L'Escargot 1903 in Puteaux is another of those places like Pere Lapin, L'Escarbille and all those great places in Levallois-Perret that go unvisited by visitors because they're outside Metro 1-2 Zones. And yet, they won't suffer; today L'Escargot 1903 was jam-packed with locals.
The "menu" is an easy 37 E for a great choice of items and we quickly settled in with a relatively new expat who is, like Hemingway, Baldwin and Fitzgerald, using Paris as a place in which to write her great American novel.
After a startlingly-spicy (for the French) amuse of tapenade on their great bread (toasts), we were served a tasty gaspacho - a good beginning!
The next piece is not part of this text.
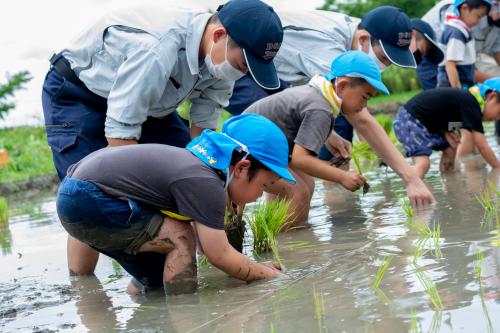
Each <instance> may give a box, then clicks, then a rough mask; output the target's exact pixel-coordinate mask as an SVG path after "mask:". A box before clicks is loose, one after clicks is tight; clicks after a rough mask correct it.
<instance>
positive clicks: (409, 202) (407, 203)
mask: <svg viewBox="0 0 500 333" xmlns="http://www.w3.org/2000/svg"><path fill="white" fill-rule="evenodd" d="M401 208H403V211H404V212H405V215H406V217H408V218H412V217H413V208H412V206H411V205H410V201H409V200H408V199H407V198H401Z"/></svg>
Colette ordered what was called a presse of sauteed vegetables with burrata, topped with a couple of parmesan strips - and very good it was. Our friend and I had the porchetta (a rollatine) of rabbit on a tabouli-like grain with a splendid lemony sauce. So far so good; I mean
we had our fine bread, nice carafe of water and bottle of wine and good company and lots of waitfolk and, but, still, yet, no main courses appeared for too long a time.
However, I should stop complaining because once they arrived, our mains were wonderful; my lady companions both had the rouget, which was inadequately described on the menu; it was in fact a cocotte of various seafoods and fish a top a paella-like rice with peas. I had the similarly minimalistically-described stuffed tomato - stuffed with cubed veal breast, zucchini, and mushroom on a bed of risotto - delicious!
For desserts we had respectively: an oeuf a la neige with banana/passion sauce, a lemon meringue tarte and a soup of strawberries and orange slices that set each other off perfectly.
Hummm, outside on the terrace was a Weber grill - I wonder what they use that for? Our bill with two bottles of that nice Syrah, no bottled water and three coffees was 168.50 E or 112.33 E a couple.